The congressional district in which I live, Utah's 3d congressional district, is a Republican majority district. I ran as an independent in the 2014 election. Voter turnout for that election was a dismal 38 percent of registered voters. That means that the percentage of eligible citizens who voted was even lower than 38 percent. The candidate who won that election, Republican Jason Chaffetz, won his seat in Congress with positive votes from only 27 percent of the registered voters in our district. There are Democratic majority districts where the situation favors Democrats in precisely the same way. Regardless of where you stand on the political spectrum, it is, I think, obvious that a situation where more than 60 percent of the registered voters in a congressional district are effectively disenfranchised is a threat to our republic. History teaches that such environments are the breeding ground of tyrants. Hitler's Nazi party came to power when gridlock forced Hindenburg'g government to include the Nazis in a coalition.
As members of the Armed Forces, veterans took an oath to support and defend the Constitution against all enemies, foreign and domestic. Even though the current partisan landscape is not the product of any deliberate activity, at least not in the sense of some grand conspiracy, it is still a threat to our republic. Veterans are the ideal group to respond to this threat, and I believe it is important they do so.
In the armed forces, service members learn to work together for the common good regardless of differences of background, religion or political philosophy. Veterans know that, with the right kind of leadership, it is possible to subordinate parochial interests to accomplish a unified mission. This is precisely the message that veterans can bring to our national political dialogue. By virtue of their service, veterans have a certain credibility as candidates as well. Here is a population of people who have demonstrated by their actions that they are willing to put country in front of self--an ethos sorely absent in many career politicians. Stepping up to run for office is one more opportunity for veterans to support the constitutional processes that make America great. We should encourage veterans to embrace this challenge, especially in districts where a majority party monopoly deprives voters of credible opposition candidates.

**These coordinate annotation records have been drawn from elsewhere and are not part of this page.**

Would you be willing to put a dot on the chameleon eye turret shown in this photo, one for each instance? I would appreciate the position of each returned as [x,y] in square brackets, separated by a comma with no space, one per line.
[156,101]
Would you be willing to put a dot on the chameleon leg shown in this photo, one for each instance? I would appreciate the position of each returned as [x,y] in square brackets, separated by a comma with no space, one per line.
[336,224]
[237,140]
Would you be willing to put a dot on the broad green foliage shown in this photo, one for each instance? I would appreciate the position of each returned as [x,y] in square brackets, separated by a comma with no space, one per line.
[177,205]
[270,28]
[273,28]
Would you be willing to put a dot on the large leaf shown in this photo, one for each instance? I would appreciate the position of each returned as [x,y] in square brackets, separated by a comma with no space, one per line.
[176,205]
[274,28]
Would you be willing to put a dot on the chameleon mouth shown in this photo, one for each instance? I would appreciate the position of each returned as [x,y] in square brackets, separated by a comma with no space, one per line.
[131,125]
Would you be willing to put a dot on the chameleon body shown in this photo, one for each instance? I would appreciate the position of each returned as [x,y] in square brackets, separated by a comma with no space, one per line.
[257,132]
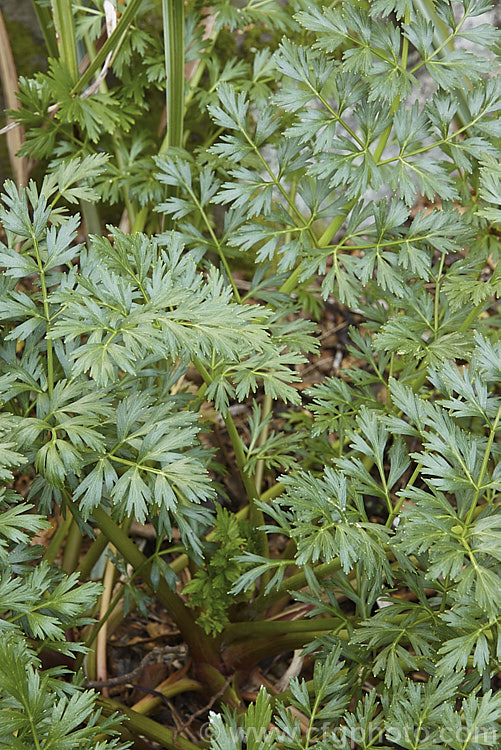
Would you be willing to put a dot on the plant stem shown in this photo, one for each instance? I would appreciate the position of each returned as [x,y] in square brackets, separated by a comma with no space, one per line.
[45,298]
[236,631]
[200,645]
[173,22]
[64,25]
[263,437]
[337,222]
[112,44]
[483,468]
[72,548]
[56,542]
[139,724]
[92,555]
[293,583]
[250,488]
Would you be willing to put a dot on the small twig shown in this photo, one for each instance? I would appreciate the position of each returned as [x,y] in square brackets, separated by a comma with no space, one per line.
[158,655]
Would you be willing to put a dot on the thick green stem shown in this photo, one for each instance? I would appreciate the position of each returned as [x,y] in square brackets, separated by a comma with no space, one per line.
[250,488]
[72,548]
[112,44]
[335,225]
[46,27]
[142,725]
[173,18]
[243,655]
[483,468]
[237,631]
[263,437]
[201,647]
[62,12]
[46,309]
[293,583]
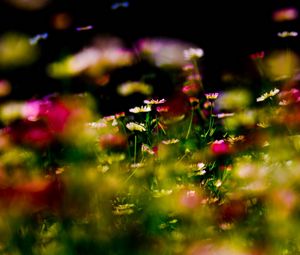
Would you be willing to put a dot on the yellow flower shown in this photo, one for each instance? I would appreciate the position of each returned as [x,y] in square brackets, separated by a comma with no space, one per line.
[193,53]
[154,101]
[211,96]
[130,88]
[267,95]
[171,141]
[146,108]
[136,127]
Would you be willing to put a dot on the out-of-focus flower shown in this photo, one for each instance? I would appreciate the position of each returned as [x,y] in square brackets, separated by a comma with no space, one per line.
[170,141]
[33,195]
[282,65]
[233,210]
[289,97]
[211,96]
[136,127]
[154,101]
[190,199]
[189,68]
[95,60]
[15,50]
[5,88]
[267,95]
[61,20]
[11,111]
[285,14]
[287,34]
[191,89]
[257,55]
[147,149]
[124,209]
[130,88]
[30,5]
[233,100]
[37,136]
[164,52]
[193,53]
[113,141]
[225,115]
[146,108]
[220,147]
[162,108]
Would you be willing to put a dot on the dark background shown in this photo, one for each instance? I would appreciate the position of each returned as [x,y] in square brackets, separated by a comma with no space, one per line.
[228,31]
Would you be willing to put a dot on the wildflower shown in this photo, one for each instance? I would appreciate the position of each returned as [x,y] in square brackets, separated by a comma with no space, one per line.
[171,141]
[220,147]
[211,96]
[188,67]
[136,127]
[193,53]
[137,165]
[164,52]
[5,88]
[162,108]
[113,141]
[15,50]
[267,95]
[147,149]
[287,34]
[130,88]
[218,183]
[191,89]
[194,101]
[190,199]
[124,209]
[95,60]
[285,14]
[225,115]
[154,101]
[146,108]
[233,99]
[257,55]
[119,115]
[162,193]
[37,136]
[200,166]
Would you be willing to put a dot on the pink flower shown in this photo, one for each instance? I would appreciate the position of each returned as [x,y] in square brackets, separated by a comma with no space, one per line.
[113,141]
[220,147]
[38,136]
[56,115]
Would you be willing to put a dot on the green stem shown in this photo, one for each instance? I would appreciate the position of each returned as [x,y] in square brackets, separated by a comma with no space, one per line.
[190,125]
[198,73]
[134,155]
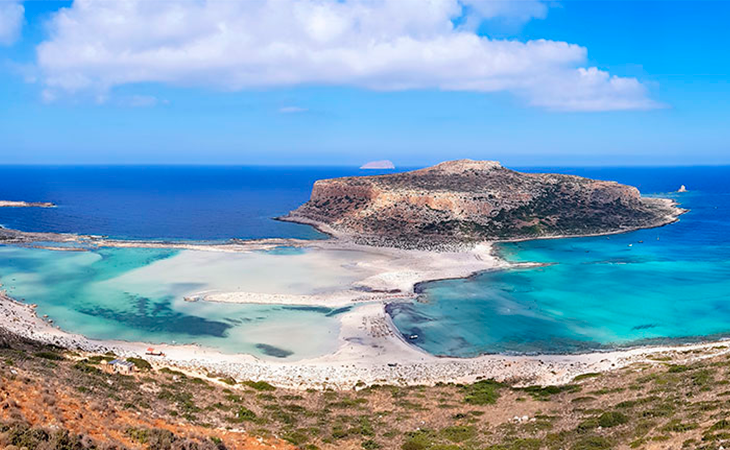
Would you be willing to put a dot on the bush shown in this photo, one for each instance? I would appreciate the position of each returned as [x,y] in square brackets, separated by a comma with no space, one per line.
[612,419]
[53,356]
[370,445]
[592,443]
[485,392]
[244,414]
[459,433]
[140,363]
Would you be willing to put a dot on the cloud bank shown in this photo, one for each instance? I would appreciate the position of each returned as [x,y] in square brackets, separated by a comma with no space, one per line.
[389,45]
[11,21]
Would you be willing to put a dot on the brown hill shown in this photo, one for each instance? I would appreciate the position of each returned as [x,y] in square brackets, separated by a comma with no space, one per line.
[467,201]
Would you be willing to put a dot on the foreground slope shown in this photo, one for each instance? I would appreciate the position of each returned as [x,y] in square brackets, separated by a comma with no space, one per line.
[55,399]
[468,201]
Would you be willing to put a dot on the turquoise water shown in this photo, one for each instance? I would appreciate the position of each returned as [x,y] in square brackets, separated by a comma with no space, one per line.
[597,293]
[92,293]
[643,287]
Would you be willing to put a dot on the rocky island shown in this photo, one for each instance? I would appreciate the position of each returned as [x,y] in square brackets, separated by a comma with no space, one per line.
[467,201]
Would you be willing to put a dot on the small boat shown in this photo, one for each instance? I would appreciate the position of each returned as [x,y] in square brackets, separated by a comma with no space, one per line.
[151,352]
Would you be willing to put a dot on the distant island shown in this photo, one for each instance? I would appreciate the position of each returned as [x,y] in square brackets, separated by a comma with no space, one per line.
[465,201]
[384,164]
[14,204]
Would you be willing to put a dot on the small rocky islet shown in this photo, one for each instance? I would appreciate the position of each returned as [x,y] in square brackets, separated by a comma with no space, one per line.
[465,201]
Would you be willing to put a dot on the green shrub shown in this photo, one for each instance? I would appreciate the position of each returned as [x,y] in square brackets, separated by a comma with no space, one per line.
[53,356]
[592,443]
[370,445]
[140,363]
[485,392]
[458,433]
[612,419]
[245,414]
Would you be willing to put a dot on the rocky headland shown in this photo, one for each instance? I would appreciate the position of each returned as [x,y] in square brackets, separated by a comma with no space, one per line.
[465,201]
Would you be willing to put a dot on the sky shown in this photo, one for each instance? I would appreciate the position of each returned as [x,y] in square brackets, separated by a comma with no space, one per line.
[343,82]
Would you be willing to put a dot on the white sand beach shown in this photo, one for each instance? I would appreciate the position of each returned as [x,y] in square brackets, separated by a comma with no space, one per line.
[370,352]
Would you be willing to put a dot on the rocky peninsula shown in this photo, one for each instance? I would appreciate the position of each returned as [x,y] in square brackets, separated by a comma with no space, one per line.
[462,202]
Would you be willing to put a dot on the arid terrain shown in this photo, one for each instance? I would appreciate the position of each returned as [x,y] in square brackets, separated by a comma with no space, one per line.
[464,201]
[55,399]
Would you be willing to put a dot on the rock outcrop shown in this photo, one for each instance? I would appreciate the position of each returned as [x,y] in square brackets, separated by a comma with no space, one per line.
[467,201]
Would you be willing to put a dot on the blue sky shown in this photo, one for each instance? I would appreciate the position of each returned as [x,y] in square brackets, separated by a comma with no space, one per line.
[204,99]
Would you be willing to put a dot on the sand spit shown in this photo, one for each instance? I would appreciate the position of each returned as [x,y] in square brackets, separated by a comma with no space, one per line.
[370,352]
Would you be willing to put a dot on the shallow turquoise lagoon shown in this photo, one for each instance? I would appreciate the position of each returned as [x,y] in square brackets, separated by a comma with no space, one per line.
[604,292]
[106,294]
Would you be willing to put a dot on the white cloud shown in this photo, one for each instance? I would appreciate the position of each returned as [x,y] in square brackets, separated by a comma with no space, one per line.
[96,45]
[140,101]
[292,110]
[12,15]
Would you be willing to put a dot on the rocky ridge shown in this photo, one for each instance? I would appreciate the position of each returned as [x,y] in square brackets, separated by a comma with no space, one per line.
[465,201]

Running for office may seem too big a project, but it does not have to be. In 2014, there were no declared opposition candidates in my district until eight months before the election. In districts where there would otherwise be no credible opposition candidates, a veteran running against the majority party can determine the scope of their campaign. In my 2014 race, I decided not to take political contributions, for instance, and I chose where and when to campaign. I maintained 100 percent control of my messaging and themes. In 2016, veteran candidates could determine the scope and intensity of their campaigns in accordance with their own personal circumstances. Such an approach may make victory seem like a long shot, but it is far better for all of us to have a credible opposition candidate on the ballot than to allow a situation where voters essentially have no choice but to vote for the majority candidate or not vote at all. There is still time for veteran candidates to mount a campaign for 2016. Those of us living in districts dominated by one party or the other should find a veteran willing to run for the opposition. For veteran candidates, providing a credible alternative to the majority party is one more opportunity to serve.